Despite some pundits suggesting that China would weather the global downturn, evidence now coming in suggests that China's vast manufacturing sector is on the brink of technical recession. Order books have emptied and once humming factories are falling silent.
This "bleak snapshot" comes via the manufacturing purchasing managers' index (PMI), a survey produced by CLSA, the Hong Kong brokerage. Over the past 12 weeks, says The Times which carries details of the survey, "it has painted a far more rapidly worsening picture than anyone predicted." China, it adds, has proved its "unexpectedly high vulnerability to the global financial crisis."
Unexpected by some – but not by this blog. And the signs are indeed bleak. Output has contracted at a record pace, employment fell for the fifth month and work in hand has declined. Five back-to-back PMIs are signalling contraction. The manufacturing sector, which accounts for 43 percent of the Chinese economy, is close to technical recession.
The political implications are also bleak. The Communist Party's political legitimacy depends heavily on its ability to maintain improving economic conditions and is, in a sense, hostage to its huge populations which, prone to rioting, could tear the government apart.

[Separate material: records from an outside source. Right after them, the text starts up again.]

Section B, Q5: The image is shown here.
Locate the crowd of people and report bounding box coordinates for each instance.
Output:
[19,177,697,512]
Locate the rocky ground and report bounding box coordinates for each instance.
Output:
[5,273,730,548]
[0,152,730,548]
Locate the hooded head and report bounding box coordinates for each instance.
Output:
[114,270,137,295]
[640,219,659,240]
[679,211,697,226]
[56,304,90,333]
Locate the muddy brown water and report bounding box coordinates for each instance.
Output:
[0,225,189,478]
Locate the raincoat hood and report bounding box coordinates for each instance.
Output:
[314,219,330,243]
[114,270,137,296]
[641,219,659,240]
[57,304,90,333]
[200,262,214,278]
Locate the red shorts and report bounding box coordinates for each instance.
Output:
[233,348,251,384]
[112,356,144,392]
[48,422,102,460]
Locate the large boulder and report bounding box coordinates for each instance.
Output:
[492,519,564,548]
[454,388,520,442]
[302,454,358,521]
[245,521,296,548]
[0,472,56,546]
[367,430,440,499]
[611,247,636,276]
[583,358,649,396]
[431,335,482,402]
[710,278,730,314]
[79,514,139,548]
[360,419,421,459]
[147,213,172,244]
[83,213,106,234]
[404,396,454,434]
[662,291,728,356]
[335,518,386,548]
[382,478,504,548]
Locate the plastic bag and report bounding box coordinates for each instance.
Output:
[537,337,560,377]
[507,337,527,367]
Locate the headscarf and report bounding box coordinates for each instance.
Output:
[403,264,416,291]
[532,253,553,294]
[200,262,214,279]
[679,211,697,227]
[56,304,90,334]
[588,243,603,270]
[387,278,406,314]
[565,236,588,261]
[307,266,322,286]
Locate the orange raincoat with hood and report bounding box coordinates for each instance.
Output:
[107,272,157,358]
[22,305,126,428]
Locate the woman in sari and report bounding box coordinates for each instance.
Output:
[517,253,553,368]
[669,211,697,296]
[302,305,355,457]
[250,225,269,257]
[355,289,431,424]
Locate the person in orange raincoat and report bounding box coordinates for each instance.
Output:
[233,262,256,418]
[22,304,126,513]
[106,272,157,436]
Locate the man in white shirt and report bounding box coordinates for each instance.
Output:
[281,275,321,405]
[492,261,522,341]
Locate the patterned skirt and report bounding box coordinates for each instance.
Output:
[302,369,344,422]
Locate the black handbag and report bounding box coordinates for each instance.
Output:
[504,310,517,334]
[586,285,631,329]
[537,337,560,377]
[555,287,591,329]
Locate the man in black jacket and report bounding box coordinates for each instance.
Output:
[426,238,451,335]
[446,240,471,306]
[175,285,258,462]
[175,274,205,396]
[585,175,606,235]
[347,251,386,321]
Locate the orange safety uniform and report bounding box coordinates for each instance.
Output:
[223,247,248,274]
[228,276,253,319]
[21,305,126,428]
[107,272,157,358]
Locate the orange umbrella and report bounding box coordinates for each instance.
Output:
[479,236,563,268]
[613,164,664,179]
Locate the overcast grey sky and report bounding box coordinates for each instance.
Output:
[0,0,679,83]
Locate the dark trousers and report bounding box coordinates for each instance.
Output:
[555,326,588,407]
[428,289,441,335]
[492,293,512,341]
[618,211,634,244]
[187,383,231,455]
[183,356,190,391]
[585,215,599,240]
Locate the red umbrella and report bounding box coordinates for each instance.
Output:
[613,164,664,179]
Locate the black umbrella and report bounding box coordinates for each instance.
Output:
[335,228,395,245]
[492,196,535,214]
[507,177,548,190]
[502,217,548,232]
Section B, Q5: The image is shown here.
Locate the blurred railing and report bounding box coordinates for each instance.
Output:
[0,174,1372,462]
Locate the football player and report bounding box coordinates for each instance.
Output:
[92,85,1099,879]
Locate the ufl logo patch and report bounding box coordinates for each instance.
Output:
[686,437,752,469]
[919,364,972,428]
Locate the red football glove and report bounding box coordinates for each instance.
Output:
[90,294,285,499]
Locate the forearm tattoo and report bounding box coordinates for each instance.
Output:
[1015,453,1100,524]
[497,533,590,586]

Even then, we do not have the first idea of what is happening in the agricultural sector, or the outlying provincial towns, but it takes little imagination to work out that, if the major industrial centres are having hard times, there must be knock-on effects right through the country.
The bad weather last year did not help, when heavy snow and rain - the worst in five decades - hit southern China in January and February 2008, resulting in deaths, structural collapses, blackouts, accidents, transport problems and livestock and crop losses in 19 provinces.
Already bad weather had come to southern China and a repeat of the winter conditions experienced last year could add further stress to the political and economic systems.
Where this will all lead is anyone's guess. China is now part of the wider global economy but no one can predict how its government will react if its seriously threatened by internal dissent and unrest. The country is, in a sense, the wild card in a pack that already has too many jokers.